You are not a victim of your own life
If you think the world is out to get you, it’s because you’ve victimize yourself and it rushes in to fill that energy void, receiving your negative energy with negative energy. You see negative because negative is what you put out.
You will never achieve what you want if you spend your life as a victim — if you do the same mediocre, hapless thing but expect great things to happen.
If you never get what you want, that is no one’s fault but your own. You are the only one who is standing in the way.
Life doesn’t owe you anything
If you want something you have to work hard for it — not make excuses as to why you don’t have it, or whine and complain.
One of my good friends is a dude now in his mid-30’s whose primary goal in life is to find his wife. He’s tall, has a fantastic job, dresses well, owns his own place, and — most importantly — has a heart of gold. In other words, has tons of the shit most people look for on paper. But the dude can’t find a partner.
But he also refuses to do anything differently. I’ve known him for over five years and he still goes to the same bars and uses the same sites. I hired aninterpersonal coach to help me with sales after a few months of running my business — a woman whose primary business is actually dating coaching: helping people find their spouse. I referred him to her, but he never called. He makes enough money — he just doesn’t want to try.

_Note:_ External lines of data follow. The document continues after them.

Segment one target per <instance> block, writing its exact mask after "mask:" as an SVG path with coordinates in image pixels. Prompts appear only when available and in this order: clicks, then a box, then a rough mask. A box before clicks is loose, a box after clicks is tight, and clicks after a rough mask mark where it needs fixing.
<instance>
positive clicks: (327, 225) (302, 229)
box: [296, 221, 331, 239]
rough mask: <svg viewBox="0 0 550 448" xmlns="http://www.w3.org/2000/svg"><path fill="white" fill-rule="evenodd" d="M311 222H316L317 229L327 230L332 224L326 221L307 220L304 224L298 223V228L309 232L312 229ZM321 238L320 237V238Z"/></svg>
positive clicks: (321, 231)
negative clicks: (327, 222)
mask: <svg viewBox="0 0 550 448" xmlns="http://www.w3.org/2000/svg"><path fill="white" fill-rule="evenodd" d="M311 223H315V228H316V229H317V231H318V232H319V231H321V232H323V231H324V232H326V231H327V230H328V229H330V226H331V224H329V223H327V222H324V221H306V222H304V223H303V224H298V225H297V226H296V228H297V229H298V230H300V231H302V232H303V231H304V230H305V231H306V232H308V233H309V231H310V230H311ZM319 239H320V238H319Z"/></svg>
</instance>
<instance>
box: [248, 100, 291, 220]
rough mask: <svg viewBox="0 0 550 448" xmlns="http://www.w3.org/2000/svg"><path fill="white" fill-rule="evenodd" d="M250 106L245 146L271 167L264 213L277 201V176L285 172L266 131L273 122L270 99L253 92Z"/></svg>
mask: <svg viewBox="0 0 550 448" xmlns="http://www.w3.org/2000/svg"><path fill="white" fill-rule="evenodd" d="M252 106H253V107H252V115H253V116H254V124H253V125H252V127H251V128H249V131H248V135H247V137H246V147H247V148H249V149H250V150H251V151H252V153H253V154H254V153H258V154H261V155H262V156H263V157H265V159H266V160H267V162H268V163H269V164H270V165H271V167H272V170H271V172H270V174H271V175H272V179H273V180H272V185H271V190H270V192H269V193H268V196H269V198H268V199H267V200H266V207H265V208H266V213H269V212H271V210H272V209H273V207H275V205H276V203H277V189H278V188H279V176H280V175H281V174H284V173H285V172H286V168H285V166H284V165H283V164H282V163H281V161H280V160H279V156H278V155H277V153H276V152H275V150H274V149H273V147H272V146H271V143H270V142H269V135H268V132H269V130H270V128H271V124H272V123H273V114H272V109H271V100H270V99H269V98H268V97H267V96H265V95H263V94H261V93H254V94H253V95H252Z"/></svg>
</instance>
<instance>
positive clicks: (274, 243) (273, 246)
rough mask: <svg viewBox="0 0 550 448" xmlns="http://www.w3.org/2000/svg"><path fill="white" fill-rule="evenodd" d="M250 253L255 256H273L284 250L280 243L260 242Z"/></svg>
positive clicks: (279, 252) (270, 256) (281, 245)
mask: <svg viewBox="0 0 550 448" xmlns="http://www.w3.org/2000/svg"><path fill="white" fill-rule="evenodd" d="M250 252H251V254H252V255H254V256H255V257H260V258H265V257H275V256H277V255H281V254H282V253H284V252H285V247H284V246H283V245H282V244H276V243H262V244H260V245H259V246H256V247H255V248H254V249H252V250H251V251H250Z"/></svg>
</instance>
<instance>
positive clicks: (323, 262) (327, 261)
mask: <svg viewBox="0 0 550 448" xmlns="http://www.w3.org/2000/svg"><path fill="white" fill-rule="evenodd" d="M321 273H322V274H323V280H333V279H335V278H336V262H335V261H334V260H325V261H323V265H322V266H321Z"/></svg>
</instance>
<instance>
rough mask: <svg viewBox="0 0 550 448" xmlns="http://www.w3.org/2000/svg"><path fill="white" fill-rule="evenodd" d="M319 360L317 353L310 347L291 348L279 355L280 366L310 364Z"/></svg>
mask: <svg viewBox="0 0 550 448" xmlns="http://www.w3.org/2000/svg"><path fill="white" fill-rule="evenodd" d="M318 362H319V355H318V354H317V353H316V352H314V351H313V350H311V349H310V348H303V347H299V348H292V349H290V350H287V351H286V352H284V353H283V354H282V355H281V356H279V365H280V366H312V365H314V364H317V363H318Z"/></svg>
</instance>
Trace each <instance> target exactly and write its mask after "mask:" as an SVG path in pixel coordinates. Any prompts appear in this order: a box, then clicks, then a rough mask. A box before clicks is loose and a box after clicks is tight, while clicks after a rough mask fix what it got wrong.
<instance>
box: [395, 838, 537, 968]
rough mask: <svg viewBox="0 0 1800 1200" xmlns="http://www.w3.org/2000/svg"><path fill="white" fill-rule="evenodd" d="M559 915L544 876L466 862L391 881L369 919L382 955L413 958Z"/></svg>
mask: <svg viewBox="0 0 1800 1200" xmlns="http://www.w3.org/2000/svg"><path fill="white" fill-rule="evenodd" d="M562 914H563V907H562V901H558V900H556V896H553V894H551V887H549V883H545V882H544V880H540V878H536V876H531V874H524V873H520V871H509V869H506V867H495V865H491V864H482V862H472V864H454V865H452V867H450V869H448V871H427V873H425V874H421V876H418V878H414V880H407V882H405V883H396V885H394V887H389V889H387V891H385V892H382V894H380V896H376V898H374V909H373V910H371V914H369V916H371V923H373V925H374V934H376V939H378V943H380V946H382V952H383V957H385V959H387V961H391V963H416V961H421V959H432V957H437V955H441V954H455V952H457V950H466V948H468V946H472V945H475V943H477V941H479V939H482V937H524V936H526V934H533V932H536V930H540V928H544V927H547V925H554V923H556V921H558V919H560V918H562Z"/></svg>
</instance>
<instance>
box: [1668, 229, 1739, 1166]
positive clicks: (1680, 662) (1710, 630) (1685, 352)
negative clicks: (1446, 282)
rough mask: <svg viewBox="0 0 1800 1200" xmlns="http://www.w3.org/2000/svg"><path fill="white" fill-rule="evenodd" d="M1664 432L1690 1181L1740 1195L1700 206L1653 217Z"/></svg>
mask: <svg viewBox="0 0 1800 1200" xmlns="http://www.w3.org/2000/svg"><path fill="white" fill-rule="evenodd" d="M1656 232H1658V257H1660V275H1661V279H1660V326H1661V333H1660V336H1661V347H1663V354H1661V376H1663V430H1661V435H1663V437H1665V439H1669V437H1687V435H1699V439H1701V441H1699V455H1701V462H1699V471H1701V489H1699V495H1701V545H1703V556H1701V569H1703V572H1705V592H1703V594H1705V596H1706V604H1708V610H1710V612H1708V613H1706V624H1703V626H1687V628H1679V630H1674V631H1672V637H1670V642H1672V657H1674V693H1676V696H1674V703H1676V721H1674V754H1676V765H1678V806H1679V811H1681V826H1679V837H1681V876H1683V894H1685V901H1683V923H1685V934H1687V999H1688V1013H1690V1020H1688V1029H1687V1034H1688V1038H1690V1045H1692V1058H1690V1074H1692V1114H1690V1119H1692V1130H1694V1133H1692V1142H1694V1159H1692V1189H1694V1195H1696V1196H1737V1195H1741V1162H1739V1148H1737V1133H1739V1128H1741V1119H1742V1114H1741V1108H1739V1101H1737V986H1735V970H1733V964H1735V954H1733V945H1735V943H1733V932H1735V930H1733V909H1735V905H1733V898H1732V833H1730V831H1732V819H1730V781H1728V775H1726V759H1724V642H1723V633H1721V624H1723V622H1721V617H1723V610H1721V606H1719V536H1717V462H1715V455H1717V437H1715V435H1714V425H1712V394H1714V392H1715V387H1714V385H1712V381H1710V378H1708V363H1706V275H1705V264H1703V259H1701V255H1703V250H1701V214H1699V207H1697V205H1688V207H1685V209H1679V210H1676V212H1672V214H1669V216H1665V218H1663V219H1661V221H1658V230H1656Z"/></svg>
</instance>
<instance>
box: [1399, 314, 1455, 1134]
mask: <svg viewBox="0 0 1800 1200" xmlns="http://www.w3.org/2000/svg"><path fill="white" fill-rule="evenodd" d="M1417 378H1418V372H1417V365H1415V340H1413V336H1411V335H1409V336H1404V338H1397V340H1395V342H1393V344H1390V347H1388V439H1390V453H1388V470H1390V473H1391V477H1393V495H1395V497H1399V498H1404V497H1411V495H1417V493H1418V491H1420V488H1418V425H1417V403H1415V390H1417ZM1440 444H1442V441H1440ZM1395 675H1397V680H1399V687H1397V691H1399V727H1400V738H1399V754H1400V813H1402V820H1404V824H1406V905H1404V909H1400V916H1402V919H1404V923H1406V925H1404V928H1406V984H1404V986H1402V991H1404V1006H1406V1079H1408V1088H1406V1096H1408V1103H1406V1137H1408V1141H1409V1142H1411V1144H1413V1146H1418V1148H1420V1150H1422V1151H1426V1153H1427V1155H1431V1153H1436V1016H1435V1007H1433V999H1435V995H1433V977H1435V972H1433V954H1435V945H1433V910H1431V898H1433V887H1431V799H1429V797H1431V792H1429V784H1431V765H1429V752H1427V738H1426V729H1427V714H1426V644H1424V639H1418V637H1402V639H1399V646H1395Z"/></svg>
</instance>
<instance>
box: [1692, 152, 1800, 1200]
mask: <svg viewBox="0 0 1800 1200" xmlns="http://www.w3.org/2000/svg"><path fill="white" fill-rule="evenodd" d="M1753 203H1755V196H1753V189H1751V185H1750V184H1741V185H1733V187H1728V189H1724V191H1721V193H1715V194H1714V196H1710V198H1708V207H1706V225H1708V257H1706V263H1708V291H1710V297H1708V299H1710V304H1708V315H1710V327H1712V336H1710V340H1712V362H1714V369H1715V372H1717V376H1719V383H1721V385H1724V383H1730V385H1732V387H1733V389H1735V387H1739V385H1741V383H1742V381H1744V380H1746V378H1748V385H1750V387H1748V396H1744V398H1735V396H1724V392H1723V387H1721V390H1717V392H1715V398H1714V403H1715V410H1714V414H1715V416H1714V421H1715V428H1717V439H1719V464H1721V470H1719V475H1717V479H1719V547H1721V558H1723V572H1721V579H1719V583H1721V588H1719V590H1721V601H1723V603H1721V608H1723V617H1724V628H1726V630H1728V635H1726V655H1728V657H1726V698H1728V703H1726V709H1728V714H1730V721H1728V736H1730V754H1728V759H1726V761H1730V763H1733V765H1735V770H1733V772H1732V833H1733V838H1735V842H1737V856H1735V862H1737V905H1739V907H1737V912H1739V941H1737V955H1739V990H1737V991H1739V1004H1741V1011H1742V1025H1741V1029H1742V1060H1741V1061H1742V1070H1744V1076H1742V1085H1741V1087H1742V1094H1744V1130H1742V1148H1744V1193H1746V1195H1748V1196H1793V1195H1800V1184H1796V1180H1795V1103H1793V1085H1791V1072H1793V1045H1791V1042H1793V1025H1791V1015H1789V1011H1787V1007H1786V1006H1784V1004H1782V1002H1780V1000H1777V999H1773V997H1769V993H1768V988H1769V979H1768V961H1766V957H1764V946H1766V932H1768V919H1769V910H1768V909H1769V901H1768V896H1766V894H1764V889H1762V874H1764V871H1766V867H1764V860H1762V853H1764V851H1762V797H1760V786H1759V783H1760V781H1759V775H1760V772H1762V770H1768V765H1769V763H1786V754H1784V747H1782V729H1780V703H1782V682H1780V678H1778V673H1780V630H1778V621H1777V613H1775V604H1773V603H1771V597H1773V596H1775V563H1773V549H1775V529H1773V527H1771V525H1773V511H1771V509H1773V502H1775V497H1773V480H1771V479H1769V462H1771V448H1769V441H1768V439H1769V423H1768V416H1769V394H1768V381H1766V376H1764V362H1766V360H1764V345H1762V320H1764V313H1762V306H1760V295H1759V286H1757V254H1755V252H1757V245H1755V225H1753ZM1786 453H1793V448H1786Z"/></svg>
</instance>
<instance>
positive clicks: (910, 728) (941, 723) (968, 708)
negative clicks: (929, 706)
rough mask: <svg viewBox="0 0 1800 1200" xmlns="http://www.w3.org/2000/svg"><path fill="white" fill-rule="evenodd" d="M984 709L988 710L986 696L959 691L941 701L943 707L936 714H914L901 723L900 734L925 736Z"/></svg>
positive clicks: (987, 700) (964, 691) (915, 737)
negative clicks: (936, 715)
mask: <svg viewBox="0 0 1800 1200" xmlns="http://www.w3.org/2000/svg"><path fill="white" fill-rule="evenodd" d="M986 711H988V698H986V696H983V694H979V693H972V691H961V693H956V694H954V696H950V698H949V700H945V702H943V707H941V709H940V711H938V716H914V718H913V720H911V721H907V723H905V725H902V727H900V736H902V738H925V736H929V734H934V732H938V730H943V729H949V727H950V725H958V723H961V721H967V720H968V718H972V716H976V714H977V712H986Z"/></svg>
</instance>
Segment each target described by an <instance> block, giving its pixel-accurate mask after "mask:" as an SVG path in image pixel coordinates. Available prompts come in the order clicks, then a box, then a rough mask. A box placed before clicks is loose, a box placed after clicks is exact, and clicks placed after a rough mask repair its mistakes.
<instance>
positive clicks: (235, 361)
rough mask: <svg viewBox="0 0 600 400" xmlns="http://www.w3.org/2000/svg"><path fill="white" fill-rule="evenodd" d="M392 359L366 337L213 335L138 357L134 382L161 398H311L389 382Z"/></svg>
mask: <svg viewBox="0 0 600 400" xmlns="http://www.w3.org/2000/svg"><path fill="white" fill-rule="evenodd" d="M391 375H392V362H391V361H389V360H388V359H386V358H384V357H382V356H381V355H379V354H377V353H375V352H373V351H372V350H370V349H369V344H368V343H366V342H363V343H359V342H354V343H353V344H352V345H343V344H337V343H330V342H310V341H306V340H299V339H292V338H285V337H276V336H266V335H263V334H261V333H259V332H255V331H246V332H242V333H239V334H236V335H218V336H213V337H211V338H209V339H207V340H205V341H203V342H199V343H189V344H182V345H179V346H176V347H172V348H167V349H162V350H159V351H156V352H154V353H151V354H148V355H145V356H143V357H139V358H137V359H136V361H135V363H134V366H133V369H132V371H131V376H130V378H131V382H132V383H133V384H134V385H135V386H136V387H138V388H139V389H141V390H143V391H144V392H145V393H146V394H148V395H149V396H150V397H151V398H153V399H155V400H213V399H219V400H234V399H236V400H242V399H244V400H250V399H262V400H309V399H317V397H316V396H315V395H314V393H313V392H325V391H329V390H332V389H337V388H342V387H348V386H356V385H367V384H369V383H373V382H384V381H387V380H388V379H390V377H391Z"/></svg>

I have another friend who — same thing — also wants to find a husband. And again, she thinks she’s trying — she puts in effort for dates, she “puts love out there” right away, and when each one doesn’t work, she always asks me: “what am I doing wrong??” But the problem is that she doesn’t actually want to be doing anything wrong. She doesn’t actually want to change. She doesn’t actually want to hear the answers. What she actually wants is to keep going into these relationships doing exactly what she’s always done and for that to magically work. And I’m not saying it won’t work out for her because I’m sure it will, but it might help the process along a little bit if she actually tried a bit, too, rather than only thinking she was.
People will say you have to “work you ass off” and “work really hard” to get what you want. And yeah, that certainly helps. But so many people aren’t trying at all! They think they’re trying but they’re off in left field, doing things that don’t work and too consumed with making excuses to ask questions and experiment — and take responsibility for the outcome.
Commit to your own life
Don’t pretend your life is someone else’s job — or at the hands of the universe. Quit making it about anything that isn’t “you.”
If you want your life to get better then start, living like it. Start doing something positive in the right direction and don’t stop until you get there, and keep going even once you do.